We went through thousands of scenarios like these, and we learnt that every piece of our systems hides at least one exciting story, regardless of how technical and dry appears at first sight. But, these stories are more than just excitement. They are engineering tools, too, as they enable us to reason with ease about otherwise impenetrable problems.
Just consider this story of a bug, a highly technical low-level bug, about how when pressing certain keys on a real keyboard (bottom left) we get a wrong signal internally (top right). The video depicts rather literally how we approached the debugging of the problem. We built a whole tool just to be able to reproduce this problem in a way that was pleasant for our brain. This then allowed us to tackle the problem effectively. And then, perhaps unexpectedly, it ended up as a tweet and became a marketing tool, too.
A good story can make us both be productive and smile at the same time. It can be both an engineering tool and a marketing tool at the same time.
Storytelling is a powerful skill. Like any skill, it can be learnt. We make it a focus to train it, and we optimize all our work around it. By doing so, we find that most other things are secondary.
No “I am sorry”. Just “thank you”
We do have one rule though: we can only say “I am sorry” if we hurt someone, but we can say “thank you” as many times as we want.
We trust each other to do the best we can, and we assume mistakes are normal, be it in code or otherwise. As such, making a mistake should be associated with focusing on finding a solution, and not with being sorry for what could have been different.
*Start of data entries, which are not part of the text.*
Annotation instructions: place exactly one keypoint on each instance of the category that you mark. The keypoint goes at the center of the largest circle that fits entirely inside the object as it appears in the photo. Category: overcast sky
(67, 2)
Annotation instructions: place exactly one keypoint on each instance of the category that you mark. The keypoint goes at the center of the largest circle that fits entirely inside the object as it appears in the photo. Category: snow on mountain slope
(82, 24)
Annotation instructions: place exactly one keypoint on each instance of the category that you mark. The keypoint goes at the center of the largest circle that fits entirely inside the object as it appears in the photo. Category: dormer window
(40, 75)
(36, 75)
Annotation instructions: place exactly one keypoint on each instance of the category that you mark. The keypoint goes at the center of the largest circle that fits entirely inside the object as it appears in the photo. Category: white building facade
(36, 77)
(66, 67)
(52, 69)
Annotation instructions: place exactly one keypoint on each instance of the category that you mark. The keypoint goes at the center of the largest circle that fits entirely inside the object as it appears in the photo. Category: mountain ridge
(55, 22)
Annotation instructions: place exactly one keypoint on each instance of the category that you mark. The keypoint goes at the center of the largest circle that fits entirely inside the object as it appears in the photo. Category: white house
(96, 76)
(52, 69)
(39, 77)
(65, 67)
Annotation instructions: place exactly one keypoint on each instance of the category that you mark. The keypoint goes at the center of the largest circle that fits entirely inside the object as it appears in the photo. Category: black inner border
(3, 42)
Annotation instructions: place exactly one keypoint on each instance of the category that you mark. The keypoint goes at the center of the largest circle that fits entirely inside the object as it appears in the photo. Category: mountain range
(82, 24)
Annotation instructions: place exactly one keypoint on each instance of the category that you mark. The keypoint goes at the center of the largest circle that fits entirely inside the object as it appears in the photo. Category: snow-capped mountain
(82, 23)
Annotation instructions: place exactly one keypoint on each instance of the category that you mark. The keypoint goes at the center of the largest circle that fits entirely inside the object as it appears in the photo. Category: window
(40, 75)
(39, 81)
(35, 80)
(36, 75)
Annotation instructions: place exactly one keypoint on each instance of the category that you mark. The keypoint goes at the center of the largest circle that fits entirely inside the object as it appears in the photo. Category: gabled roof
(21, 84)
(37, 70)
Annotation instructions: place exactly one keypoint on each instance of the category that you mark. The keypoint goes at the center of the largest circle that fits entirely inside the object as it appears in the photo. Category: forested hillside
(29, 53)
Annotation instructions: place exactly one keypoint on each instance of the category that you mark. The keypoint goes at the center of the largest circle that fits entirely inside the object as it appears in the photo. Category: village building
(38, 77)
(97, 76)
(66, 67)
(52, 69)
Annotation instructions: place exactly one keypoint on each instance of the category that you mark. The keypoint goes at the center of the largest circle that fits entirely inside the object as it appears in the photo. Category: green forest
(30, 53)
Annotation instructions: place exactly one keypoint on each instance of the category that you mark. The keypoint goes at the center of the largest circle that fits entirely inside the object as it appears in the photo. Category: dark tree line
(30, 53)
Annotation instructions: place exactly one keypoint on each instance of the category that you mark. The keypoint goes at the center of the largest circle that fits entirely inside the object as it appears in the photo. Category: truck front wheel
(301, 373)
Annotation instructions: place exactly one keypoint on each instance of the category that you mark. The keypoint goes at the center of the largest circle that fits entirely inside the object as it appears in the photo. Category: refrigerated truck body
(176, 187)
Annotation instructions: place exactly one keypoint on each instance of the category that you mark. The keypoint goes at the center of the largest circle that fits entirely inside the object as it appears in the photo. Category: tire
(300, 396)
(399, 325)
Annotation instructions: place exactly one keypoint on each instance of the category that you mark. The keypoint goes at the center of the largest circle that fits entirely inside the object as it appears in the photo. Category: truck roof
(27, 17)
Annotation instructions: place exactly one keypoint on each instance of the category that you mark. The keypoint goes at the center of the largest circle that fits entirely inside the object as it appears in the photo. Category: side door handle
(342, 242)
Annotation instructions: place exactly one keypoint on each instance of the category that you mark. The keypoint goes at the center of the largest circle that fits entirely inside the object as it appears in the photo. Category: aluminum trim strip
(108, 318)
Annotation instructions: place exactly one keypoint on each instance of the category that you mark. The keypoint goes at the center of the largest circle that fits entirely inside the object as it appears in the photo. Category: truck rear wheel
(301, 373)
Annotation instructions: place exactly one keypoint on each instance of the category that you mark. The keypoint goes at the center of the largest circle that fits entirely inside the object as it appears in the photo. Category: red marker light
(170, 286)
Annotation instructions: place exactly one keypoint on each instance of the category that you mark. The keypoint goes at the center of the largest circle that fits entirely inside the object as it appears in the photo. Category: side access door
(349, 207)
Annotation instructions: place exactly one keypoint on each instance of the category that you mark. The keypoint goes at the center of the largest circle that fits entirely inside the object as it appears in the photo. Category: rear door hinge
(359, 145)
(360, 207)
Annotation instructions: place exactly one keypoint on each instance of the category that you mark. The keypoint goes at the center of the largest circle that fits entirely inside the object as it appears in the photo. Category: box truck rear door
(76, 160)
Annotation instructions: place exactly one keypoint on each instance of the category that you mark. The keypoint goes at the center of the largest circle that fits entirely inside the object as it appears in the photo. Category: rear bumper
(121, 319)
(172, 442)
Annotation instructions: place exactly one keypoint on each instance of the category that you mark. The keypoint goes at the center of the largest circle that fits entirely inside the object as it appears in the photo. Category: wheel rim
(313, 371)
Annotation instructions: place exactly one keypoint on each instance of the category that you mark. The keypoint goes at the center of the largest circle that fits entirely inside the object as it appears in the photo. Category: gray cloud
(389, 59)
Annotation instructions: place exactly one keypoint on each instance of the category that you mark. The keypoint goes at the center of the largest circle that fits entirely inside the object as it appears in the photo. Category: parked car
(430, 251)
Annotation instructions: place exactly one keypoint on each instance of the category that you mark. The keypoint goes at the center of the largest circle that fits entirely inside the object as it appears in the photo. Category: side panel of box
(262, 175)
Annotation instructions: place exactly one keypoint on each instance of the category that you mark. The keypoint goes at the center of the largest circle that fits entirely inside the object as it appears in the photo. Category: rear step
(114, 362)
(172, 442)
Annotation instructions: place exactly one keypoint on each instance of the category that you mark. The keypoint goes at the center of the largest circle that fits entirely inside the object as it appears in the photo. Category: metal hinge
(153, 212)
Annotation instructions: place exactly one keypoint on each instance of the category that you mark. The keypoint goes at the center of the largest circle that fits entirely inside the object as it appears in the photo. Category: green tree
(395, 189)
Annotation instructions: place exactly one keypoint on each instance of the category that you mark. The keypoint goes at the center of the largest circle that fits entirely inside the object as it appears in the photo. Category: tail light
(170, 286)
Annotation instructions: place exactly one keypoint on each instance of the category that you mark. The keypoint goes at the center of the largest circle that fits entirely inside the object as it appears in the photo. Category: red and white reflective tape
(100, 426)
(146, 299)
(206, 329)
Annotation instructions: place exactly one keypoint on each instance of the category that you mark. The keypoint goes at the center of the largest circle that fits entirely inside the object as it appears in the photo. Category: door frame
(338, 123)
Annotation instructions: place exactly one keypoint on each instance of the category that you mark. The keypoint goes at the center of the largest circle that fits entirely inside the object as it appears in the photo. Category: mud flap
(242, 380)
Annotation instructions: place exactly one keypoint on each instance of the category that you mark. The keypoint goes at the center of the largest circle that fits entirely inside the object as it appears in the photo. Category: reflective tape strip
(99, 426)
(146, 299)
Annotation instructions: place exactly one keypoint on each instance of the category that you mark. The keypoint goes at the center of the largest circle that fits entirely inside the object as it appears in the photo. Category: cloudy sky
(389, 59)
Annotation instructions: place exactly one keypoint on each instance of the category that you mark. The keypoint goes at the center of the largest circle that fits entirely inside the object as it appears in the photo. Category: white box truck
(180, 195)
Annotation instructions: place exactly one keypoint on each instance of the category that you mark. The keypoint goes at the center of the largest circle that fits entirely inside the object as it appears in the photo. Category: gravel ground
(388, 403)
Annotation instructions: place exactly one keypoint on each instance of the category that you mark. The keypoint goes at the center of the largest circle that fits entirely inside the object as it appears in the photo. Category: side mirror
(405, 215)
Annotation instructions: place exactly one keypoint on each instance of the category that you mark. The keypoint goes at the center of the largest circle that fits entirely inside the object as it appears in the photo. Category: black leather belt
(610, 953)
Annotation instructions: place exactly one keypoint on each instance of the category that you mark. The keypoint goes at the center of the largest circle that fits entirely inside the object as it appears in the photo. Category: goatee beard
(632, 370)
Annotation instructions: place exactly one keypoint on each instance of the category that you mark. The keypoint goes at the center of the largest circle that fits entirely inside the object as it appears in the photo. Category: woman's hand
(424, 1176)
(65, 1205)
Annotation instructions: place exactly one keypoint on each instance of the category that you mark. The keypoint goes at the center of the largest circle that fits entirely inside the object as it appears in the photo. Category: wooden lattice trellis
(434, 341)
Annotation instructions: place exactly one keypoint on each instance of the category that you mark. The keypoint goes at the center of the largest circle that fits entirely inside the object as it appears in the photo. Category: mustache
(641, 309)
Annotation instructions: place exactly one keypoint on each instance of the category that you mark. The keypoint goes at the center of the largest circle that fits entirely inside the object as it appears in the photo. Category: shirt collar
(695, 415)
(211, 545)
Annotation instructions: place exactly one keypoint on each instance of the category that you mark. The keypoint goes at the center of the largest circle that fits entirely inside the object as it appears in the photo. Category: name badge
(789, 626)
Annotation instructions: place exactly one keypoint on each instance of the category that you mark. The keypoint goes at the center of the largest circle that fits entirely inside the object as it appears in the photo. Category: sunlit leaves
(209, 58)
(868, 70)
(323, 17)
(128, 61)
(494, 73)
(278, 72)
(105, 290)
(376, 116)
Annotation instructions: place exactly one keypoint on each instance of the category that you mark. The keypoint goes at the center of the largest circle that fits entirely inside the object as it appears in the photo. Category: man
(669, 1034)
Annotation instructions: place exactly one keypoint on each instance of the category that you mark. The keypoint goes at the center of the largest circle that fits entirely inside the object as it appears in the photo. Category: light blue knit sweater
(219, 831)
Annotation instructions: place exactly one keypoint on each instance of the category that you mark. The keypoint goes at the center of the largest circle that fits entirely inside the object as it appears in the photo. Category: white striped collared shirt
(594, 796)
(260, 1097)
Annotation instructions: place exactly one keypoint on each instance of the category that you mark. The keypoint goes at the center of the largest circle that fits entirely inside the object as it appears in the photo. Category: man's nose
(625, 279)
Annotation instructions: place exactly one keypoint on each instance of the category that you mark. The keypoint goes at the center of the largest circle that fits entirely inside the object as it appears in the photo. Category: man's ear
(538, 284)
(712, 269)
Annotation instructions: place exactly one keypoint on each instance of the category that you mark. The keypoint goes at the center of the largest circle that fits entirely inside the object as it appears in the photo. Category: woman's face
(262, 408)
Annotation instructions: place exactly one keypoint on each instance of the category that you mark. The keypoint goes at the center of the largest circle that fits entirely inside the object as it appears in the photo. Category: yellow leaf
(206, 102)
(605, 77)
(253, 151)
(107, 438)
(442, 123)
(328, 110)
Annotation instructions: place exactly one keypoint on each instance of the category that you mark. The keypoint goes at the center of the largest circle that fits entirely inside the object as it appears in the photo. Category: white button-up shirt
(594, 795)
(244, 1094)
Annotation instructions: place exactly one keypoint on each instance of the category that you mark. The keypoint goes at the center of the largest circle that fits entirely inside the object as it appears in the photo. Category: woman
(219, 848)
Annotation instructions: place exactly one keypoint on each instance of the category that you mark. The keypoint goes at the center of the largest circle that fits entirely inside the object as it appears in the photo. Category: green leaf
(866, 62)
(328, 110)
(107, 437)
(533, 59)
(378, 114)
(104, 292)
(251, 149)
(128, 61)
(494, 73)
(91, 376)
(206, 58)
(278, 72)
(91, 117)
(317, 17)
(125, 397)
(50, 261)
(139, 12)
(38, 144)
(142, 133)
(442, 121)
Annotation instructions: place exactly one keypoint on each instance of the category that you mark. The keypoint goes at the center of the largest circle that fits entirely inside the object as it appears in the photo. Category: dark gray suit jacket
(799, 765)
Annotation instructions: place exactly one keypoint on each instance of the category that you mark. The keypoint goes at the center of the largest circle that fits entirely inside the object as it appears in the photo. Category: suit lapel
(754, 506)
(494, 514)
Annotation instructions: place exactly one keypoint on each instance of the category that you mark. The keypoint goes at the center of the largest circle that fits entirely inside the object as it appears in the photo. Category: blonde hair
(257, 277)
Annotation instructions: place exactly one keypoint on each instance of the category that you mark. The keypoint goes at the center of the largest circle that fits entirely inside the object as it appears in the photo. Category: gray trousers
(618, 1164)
At the same time, whenever we do get something we enjoy, we like to celebrate it. We noticed that a “thank you” does wonders, so we use that abundantly.
This article does not put forward a recipe. It also does not describe an ideal solution. This is merely our story with its specific caveats.
As we develop the tools we use, we are our first customers, and this puts us in the strong position of understanding the domain rather deeply.
We are not a large team. Although we were told before that this approach will not work beyond a handful of people, 11 people still does not constitute a large team. Then again, many larger companies are made up of teams around this size.
We work for the long term. We never promise a specific outcome until it’s done. As such, we do not have to run after promises. Others might not be in this position, although we do believe that one should avoid depending on promises, especially in our field and especially when the promises are not made by the team.
In any case, this approach worked for us and for our values. We wanted to have a resilient organization that can mold around the individual. We did not follow a rule book. We borrowed some pieces from others, such as working remotely or focusing on the team members first, but we wrote our book the way it worked for us.
Resilience is hard to judge in normal conditions. In fact, resilience comes at an apparent cost whose utility is not obvious in normal times. Resilience pays off when you meet an unusual event. The current crisis is such an event. We noticed that while there were many changes for the individuals, there was little change for the organization. And we learnt that even in these times, there needs not be a tradeoff between individual well-being and group productive work.